Difabel rungu, Lusi saat fokus bekarya di Rumah Batik Wistara. IDN Times/Ardiansyah Fajar

Teguh mengakui, memang ada upaya dari Dinas Sosial untuk menyalurkan para difabel usai lulus pelatihan. Namun, kadang penempatannya jauh dari lokasi tempat tinggal para difabel. Hal itu ia alami sendiri. Tinggal di Cilacap, ikut pelatihan di Solo, namun mendapatkan tempat kerja di Surabaya, Jawa Timur.

"Kalau untuk saya (jauh) gak masalah karena bisa jalan, naik bus atau kereta. Tapi yang kursi roda, lumpuh kakinya mungkin kesulitan," ujarnya.

Ia sempat dilarang keluarganya saat akan bekerja di Surabaya. "Dulu sempat aku awal orangtua bilang kalau gak boleh pergi-pergi. Disuruh di rumah saja. Makan dikasih gak usah kerja, makan tidur saja. Tapi aku gak mau, sebagai difabel apa ya cuma menggantungkan begitu," kenangnya.

Ternyata keputusan teguh untuk merantau sedikit mengurangi beban keluarga. Terlebih ketika kabar duka tersiar dari kampung halamannya, sewaktu ibunya meninggal dunia pada tahun ketiga. "Jadi keputusan aku untuk pergi sudah tepat, kalau aku menggantungkan ke ibu terus, saat ibu meninggal pasti aku bingung. Kalau begini sudah ada antisipasinya," kata dia.

Minimnya penyaluran tenaga kerja bagi difabel rupanya juga pernah dirasakan istri Teguh, Amillus Sholikha (28). Ia harus mencari tempat magang terlebih dahulu agar bisa mendapatkan pekerjaaan. Waktu itu, perempuan yang akrab disapa Lusi ini memilih magang di Rumah Batik Wistara, karena memang sang pemilik usaha membuka program tersebut.

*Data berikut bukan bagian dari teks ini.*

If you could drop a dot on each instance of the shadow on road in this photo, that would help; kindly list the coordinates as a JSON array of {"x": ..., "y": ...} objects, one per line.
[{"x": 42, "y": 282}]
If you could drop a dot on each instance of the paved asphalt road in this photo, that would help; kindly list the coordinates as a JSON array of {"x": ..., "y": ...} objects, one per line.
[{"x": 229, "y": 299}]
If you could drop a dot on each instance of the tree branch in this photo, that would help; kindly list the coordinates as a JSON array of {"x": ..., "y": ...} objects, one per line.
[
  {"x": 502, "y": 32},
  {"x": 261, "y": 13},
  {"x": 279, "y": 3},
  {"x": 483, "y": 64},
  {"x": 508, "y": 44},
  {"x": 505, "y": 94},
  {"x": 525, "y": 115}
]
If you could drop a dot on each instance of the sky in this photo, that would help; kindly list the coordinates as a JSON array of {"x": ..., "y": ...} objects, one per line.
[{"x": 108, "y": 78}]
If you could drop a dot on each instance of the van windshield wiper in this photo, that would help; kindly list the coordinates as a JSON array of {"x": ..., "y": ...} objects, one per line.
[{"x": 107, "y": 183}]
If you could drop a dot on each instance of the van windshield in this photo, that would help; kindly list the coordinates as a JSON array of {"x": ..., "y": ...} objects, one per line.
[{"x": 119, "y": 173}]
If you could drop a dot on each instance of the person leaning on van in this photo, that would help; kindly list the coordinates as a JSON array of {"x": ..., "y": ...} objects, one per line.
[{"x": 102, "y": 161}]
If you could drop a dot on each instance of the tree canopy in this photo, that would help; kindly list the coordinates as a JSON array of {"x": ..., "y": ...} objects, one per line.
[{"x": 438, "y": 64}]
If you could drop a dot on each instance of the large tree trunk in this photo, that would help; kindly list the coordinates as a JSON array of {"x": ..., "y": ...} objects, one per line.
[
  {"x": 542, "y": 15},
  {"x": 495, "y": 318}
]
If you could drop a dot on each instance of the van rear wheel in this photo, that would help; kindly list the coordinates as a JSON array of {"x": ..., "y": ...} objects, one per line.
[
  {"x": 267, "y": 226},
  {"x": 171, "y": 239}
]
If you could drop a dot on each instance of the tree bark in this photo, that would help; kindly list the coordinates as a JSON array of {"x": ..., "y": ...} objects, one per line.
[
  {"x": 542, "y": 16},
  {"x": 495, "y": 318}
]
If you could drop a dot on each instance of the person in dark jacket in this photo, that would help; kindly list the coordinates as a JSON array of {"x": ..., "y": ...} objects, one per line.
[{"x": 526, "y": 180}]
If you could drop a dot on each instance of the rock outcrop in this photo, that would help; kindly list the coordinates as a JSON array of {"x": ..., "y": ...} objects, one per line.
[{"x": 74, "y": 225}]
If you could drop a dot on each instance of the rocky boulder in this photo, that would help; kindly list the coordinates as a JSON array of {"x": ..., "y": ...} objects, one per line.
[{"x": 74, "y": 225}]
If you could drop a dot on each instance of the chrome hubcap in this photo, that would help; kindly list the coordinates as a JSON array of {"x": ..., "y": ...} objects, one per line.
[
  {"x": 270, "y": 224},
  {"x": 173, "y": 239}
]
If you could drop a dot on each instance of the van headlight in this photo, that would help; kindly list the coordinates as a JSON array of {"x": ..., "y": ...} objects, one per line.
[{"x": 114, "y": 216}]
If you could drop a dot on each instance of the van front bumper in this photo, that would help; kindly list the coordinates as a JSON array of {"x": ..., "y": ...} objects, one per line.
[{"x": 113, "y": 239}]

"Saya pelatihan 2,5 tahun di Bangil (UPT Rehabilitasi Rungu Wicara Pasuruan). Kemudian magang di sini (Rumah Batik Wistara). Karena cocok, lanjut kerja," ujarnya.

Rumah Batik Wistara, kata Lusi, menjadi tempat kerja pertamanya. Setahun bekerja, ia memutuskan resign karena diajak temannya bekerja di pabrik sepatu. Namun, Lusi tak bertahan lama di pabrik sepatu itu. Ia lantas kembali kerja lagi di Wistara sampai akhirnya bertemu dengan Teguh dan memutuskan menikah dengannya.

Usai menikah, keduanya pamit untuk membuka usaha mukena di Sidoarjo. Namun, bisnis mereka tak berjalan lama. Pandemik membuat usaha mereka merana. "Akhirnya kami kembali kerja di Wisatara (awal 2021)," ucap Lusi.